[ExI] size of polities

Jeff Davis jrd1415 at gmail.com
Mon Feb 18 22:25:06 UTC 2008


On Feb 17, 2008 10:36 AM, Lee Corbin <lcorbin at rawbw.com> wrote:

> One obvious idea that emerges from this is that most nations
> are too large to properly reflect the desires of an individual
> citizen. The U.S. in effect tried to solve this problem by
> having numerous states with separate laws, but eventually
> most regulation was taken over by the federal government.

                                  <snip>

> It is best to allow the smallest groups possible to set their
> own laws, except that for purposes of efficiency nations
> probably will want to be of some minimal size at least.

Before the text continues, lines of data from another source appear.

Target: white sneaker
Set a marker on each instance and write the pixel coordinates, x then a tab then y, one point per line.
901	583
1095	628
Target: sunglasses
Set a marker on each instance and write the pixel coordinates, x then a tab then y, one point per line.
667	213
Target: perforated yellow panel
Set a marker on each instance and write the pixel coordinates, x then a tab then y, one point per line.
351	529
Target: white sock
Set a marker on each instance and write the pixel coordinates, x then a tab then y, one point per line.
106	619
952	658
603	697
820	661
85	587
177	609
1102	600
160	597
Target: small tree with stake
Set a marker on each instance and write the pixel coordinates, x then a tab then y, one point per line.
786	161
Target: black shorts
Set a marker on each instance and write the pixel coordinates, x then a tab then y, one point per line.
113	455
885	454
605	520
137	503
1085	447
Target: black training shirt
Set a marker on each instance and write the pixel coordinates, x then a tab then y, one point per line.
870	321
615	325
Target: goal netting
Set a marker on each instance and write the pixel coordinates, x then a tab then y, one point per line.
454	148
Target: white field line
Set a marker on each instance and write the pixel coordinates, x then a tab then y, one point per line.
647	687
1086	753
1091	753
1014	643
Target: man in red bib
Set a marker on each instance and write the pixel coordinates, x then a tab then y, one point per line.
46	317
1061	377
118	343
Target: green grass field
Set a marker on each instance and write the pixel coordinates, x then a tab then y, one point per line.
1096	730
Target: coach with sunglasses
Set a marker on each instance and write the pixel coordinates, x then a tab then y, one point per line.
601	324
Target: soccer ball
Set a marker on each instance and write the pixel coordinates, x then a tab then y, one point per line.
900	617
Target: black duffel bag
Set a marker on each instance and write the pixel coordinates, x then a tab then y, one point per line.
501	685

It seems that modern nation state has come about because militarily,
bigger is better, ie the 8000 lb gorilla beats the 800 lb gorilla
beats the 80 lb gorilla.  So it you possess a social organizational
system (with the appropriate "security" apparatus) to hold together
one of the larger groups of inherently diverse and consequently
fractious humans, and extract from them the tithe of their
productivity(taxes), then you have the military resources to survive
and prevail.  The situation is inherently unstable, but then nothing
lasts forever.

In contrast, the evolved ideal human social group would be tribal.
Large enough for the clan leaders to know everyone personally, and for
everyone to have -- for the condition of social harmony to prevail --
identical cultural values/identifiers.

Larger than that and the leaders are too removed from the polity to
sympathize with them and behave decently, become a tribe in their own
right -- the ruling class -- treat the polity as pawns, and pursue the
slaughter of innocents in a sociopathic enterprise to aggrandize their
own power.  The nation state and imperial system we have today.

YMMV.

Best, Jeff Davis

   "Everything's hard till you know how to do it."